If you’re working with file types like CSV or Parquet from Databricks, see File types for guidance. This page focuses only on catalog tables.

Source configuration

Use these settings to configure a Databricks Source gem for reading data.

Source location

ParameterDescription
Format typeTable format for the source. For Databricks tables, set to databricks.
Select or create connectionSelect or create a new Databricks connection in the Prophecy fabric you will use.
DatabaseDatabase including the schema where the table is located.
SchemaSchema containing the table you want to read from.
NameExact name of the Databricks table to read data from.

Target configuration

Use these settings to configure a BigQuery Target gem for writing data.

Target location

ParameterDescription
Format typeTable format for the target. For Databricks tables, set to databricks.
Select or create connectionSelect or create a new Databricks connection in the Prophecy fabric you will use.
DatabaseDatabase including the schema where the table is/will be located.
SchemaSchema where the target table will be created or updated.
NameName of the Databricks table to write data to. If the table doesn’t exist, it will be created automatically.

Target properties

PropertyDescriptionDefault
DescriptionDescription of the table.None
Write ModeWhether to overwrite the table completely, append new data to the table, or throw an error if the table exists.None

Cross-workspace access

If your fabric uses Databricks as the SQL warehouse, you can’t select Databricks in an external Source or Target gem. Instead, you must use Table gems, which are limited to the Databricks warehouse defined in the SQL warehouse connection.

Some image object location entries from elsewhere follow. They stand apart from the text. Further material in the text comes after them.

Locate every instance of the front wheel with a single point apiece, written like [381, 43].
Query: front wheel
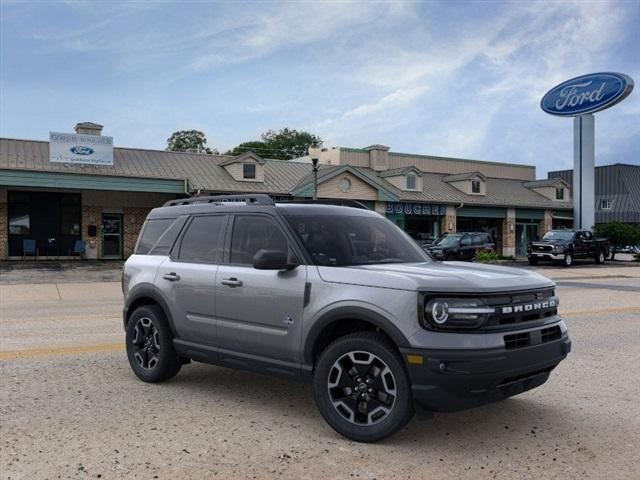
[362, 388]
[150, 345]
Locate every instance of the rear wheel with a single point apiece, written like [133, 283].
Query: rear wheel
[362, 388]
[150, 345]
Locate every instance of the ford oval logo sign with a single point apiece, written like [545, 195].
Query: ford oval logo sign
[587, 94]
[79, 150]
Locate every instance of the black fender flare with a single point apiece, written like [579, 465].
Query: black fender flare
[350, 313]
[147, 290]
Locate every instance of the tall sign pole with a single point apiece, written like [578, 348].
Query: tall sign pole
[580, 97]
[583, 171]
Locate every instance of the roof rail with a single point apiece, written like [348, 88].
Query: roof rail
[259, 199]
[337, 202]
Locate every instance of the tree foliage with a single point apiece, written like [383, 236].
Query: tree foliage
[283, 144]
[619, 234]
[189, 141]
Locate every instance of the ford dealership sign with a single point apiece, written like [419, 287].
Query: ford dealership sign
[587, 94]
[80, 149]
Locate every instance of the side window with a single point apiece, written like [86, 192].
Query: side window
[252, 233]
[203, 240]
[151, 232]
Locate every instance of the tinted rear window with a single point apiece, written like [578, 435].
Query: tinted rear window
[151, 233]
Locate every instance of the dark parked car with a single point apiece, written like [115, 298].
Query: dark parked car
[461, 246]
[566, 245]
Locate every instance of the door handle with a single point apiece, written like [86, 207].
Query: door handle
[232, 282]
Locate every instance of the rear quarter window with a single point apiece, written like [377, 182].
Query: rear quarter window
[152, 231]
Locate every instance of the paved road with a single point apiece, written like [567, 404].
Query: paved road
[70, 407]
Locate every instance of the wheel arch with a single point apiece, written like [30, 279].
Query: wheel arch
[146, 294]
[343, 320]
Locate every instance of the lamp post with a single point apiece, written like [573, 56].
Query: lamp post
[314, 153]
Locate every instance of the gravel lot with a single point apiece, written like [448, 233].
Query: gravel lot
[71, 408]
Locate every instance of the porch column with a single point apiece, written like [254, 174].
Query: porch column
[448, 222]
[509, 234]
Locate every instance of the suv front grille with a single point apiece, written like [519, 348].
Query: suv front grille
[532, 304]
[536, 337]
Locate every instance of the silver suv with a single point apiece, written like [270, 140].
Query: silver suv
[339, 297]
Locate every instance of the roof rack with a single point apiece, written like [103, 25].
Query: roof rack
[336, 202]
[260, 199]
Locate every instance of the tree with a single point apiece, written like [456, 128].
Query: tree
[619, 234]
[284, 144]
[188, 141]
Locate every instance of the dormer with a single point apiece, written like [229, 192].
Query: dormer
[554, 189]
[473, 183]
[408, 179]
[247, 167]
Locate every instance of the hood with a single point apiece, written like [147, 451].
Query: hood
[440, 276]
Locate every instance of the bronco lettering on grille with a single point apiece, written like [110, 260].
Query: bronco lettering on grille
[529, 307]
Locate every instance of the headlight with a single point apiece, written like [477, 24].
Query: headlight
[456, 312]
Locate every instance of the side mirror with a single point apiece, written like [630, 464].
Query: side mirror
[272, 260]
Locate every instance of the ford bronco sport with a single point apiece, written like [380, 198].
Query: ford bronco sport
[339, 297]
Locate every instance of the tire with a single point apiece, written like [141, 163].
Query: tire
[380, 384]
[150, 345]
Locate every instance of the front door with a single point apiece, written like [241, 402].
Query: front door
[259, 312]
[112, 235]
[187, 278]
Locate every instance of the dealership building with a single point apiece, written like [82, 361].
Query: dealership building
[78, 187]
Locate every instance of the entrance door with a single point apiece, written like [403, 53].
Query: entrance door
[112, 235]
[525, 233]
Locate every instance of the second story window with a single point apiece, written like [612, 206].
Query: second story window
[249, 171]
[411, 182]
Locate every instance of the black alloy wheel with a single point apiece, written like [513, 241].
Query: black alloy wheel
[149, 344]
[362, 387]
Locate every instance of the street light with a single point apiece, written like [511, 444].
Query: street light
[314, 153]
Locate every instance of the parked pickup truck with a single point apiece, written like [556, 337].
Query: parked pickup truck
[566, 245]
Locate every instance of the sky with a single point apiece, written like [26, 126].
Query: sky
[451, 78]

To work with tables from a different Databricks workspace, use Delta Sharing. Delta Sharing lets you access data across workspaces without creating additional Databricks connections.

info

Prophecy implements this guardrail to avoid using external connections when the data can be made available in your warehouse. External connections introduce an extra data transfer step, which slows down pipeline execution and adds unnecessary complexity. For best performance, Prophecy always prefers reading and writing directly within the warehouse.